How to show that $\Bbb R^m$ is not diffeomorphic to $\Bbb R^n$ when $n \neq m$

Question

Suppose that there is indeed an diffeomorphism $f: \Bbb R^m \to \Bbb R^n$, and $f(a) = 0$. Then $f \circ f^{-1} = identity$. In class my teacher asserts that $Df^{-1}_a \cdot Df_a = identity$ and $Df_a \cdot Df_a^{-1} = identity$. Why this is true and how does it imply that $f$ cannot exist?

Answer 1

This would imply $\mathbb{R}^n$ and $\mathbb{R}^m$ are isomorphic as vector spaces, which is of course a contradiction!
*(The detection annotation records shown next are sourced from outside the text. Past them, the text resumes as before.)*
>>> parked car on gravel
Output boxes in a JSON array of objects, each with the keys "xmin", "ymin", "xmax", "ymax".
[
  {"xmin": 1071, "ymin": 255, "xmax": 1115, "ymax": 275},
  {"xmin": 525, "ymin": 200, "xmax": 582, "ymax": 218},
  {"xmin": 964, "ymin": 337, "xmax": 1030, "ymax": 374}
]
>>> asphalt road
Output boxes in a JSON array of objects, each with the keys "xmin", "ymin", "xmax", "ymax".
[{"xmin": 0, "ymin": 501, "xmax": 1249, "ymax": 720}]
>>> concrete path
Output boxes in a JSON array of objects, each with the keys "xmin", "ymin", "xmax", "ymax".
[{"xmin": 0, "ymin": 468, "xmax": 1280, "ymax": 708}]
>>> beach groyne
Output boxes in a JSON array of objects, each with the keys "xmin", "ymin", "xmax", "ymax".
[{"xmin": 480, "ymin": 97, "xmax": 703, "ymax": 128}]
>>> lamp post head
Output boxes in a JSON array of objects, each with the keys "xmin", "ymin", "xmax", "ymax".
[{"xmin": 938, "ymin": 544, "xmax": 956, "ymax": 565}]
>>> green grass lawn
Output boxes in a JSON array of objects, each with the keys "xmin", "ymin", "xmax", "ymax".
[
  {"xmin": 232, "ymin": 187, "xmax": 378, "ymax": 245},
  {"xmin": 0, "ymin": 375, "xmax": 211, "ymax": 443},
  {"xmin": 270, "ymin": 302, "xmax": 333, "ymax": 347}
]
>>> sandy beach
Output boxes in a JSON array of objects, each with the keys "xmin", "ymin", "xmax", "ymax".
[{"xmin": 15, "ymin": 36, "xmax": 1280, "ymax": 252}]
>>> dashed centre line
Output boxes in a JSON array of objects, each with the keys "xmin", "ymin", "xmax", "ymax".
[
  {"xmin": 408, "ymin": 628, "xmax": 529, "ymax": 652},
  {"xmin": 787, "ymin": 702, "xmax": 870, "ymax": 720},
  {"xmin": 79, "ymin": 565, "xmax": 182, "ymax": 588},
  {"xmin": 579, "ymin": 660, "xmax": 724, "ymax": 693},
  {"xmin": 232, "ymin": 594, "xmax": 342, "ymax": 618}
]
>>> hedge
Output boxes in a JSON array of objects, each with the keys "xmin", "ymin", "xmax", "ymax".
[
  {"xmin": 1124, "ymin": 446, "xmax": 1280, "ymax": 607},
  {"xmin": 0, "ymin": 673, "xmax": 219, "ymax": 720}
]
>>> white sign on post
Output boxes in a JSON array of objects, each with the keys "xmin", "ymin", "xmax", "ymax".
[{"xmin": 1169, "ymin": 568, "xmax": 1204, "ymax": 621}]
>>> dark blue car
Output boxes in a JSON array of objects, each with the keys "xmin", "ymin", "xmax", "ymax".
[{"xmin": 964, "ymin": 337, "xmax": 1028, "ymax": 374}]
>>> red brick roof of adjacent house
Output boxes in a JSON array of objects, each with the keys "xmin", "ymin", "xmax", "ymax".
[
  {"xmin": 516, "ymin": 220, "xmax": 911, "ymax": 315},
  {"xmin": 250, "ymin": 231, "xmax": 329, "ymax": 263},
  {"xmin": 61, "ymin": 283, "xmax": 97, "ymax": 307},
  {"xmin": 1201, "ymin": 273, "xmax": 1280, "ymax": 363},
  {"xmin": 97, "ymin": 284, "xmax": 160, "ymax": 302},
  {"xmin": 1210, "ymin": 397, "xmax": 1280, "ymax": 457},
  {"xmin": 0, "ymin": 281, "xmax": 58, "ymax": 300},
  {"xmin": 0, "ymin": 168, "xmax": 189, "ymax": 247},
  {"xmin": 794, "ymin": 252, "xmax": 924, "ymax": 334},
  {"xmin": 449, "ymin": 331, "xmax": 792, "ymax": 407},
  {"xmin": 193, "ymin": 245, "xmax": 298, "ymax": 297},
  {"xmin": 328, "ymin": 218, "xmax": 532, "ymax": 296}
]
The fact that $Df_a^{-1} \circ Df_a = Df_a \circ Df_a^{-1} = Id$ is just the chain rule.

Answer 2

The matrix $M=Df_a$ is of size $m\times n$ and $N=Df_a^{-1}$ of size $n\times m$. If $f$ is a diffeomorphism between the two spaces then the rule for taking derivative of compositions implies that $M N= 1_m$ (identity in ${\Bbb R}^m$) and $NM=1_n$. The rank, however, can not be bigger than the minimum value of $n$ and $m$ so $n=m$.